В один из дней, когда мы были очень близки к трагическому событию, Поэт чувствовал себя подавленно из-за случившегося с Гюльсюм и как-то, сидя с выпивкой на кухне, сказал: «Любовь к людям — это слишком общее понятие, не обязательно любить людей, чтобы все униженные и оскорбленные могли собраться и вместе найти выход».
Эмир, который обычно отмалчивался в таких случаях, неожиданно произнес своим спокойным голосом:
— История показывает нам, что у людей всегда было такое намерение, но не хватало силы воли. Что бы они ни делали, они ходят по кругу и попадают в одну и ту же жестокую ловушку. Эта ловушка всегда ждет своих жертв. Назовите хоть одно общество, которое стало бы счастливее после появления сельского хозяйства.
Я рассмеялся:
— Вы предлагаете вернуться к временам охотников-собирателей?

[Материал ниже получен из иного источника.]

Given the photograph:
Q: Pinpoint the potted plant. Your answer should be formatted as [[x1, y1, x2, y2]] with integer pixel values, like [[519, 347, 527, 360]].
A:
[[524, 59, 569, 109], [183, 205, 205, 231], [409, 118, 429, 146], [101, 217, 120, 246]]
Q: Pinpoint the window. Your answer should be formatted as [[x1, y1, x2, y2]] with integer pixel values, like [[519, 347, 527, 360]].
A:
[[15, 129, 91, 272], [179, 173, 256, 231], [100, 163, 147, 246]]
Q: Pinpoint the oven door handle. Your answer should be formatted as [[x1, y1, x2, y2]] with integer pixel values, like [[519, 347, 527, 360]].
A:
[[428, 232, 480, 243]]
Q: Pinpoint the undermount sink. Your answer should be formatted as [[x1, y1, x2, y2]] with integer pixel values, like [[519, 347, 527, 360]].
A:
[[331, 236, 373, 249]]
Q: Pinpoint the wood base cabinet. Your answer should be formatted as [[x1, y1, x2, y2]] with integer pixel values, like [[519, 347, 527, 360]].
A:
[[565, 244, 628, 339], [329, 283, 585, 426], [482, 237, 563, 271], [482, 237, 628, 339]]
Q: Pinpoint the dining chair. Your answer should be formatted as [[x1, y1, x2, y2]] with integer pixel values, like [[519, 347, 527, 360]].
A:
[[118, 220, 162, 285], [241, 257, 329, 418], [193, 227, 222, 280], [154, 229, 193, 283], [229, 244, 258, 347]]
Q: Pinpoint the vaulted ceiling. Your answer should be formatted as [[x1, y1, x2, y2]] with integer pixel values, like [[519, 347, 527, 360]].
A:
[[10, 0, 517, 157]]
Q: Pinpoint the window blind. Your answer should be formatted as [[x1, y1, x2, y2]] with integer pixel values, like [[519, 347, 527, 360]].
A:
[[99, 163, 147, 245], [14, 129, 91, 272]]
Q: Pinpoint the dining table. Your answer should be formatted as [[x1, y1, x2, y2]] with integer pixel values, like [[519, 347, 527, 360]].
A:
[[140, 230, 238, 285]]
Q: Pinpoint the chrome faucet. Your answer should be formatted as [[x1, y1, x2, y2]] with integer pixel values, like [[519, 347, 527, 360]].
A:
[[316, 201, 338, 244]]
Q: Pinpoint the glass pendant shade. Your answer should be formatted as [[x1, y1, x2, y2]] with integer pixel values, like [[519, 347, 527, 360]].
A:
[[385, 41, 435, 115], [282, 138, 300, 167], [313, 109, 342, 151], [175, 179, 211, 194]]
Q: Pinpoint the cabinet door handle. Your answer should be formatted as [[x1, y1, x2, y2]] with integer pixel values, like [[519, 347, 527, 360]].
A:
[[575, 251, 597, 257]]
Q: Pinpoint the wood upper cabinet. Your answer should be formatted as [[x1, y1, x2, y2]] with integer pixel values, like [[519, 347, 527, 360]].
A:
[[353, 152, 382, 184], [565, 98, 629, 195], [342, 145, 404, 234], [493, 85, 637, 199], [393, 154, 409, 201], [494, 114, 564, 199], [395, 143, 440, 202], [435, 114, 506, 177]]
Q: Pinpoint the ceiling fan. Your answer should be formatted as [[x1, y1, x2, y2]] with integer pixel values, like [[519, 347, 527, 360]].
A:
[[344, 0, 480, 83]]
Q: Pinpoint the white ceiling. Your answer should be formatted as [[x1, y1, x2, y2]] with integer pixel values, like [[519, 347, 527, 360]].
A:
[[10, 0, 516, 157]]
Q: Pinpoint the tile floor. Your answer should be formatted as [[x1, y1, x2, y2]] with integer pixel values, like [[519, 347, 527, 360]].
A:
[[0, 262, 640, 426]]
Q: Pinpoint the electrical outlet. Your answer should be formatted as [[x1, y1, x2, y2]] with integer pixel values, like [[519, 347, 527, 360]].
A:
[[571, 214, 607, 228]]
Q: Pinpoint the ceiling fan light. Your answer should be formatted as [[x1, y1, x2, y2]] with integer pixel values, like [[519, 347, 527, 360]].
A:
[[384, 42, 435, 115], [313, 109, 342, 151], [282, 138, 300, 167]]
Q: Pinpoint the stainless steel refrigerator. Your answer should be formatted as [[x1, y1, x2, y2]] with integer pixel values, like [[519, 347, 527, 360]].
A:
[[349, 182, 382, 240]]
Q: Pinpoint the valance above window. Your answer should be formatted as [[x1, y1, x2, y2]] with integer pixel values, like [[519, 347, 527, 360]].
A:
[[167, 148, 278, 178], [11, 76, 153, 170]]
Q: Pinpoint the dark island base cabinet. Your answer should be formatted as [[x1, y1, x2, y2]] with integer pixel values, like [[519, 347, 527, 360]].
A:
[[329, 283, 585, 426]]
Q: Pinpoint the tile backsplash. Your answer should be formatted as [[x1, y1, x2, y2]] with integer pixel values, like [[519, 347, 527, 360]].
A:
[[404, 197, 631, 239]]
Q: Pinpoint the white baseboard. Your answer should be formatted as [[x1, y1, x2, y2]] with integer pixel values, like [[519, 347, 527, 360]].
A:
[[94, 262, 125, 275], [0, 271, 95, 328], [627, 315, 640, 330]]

— Если бы такой вариант был возможен, я бы проголосовал за него.
Поэт мрачно ответил на это:
— Когда ваше классовое сознание не может оправдать существующий миропорядок, оно ищет спасения в прошлом.
Эмир так же спокойно ответил:
— А ваше классовое сознание пытается убежать от настоящего в будущее. В конечном итоге мы все пытаемся сбежать из сегодня. Потому что сегодня мы не можем найти путь ни назад, ни вперед.
— Насколько я понимаю, все мы сейчас в бегах, — сказал я.
Тевхиде, которая задумчиво ковыряла лежащую перед ней котлету, вдруг оживилась:
— Куда ты бежишь? Я тогда тоже побегу.
Поэт погладил ее по голове и сказал:
— Не убегай, моя дорогая Тевхиде, останься хоть ты.
Мы тогда не осознавали, что беседуем на краю обрыва, но по-своему пытались цепляться друг за друга. Один из нас готов был сорваться, но мы этого не знали. Поэт рассказывал истории, которые заставляли нас смеяться, а Тевхиде смеялась больше всех.
Когда я рассказал мадам Хаят о наших разговорах, она без колебаний ответила: «Люди могут изменить все, кроме самих себя». Не задумываясь, как будто она уже давно все это обдумала и для себя решила. «Они просто не могут измениться. Это их проклятие».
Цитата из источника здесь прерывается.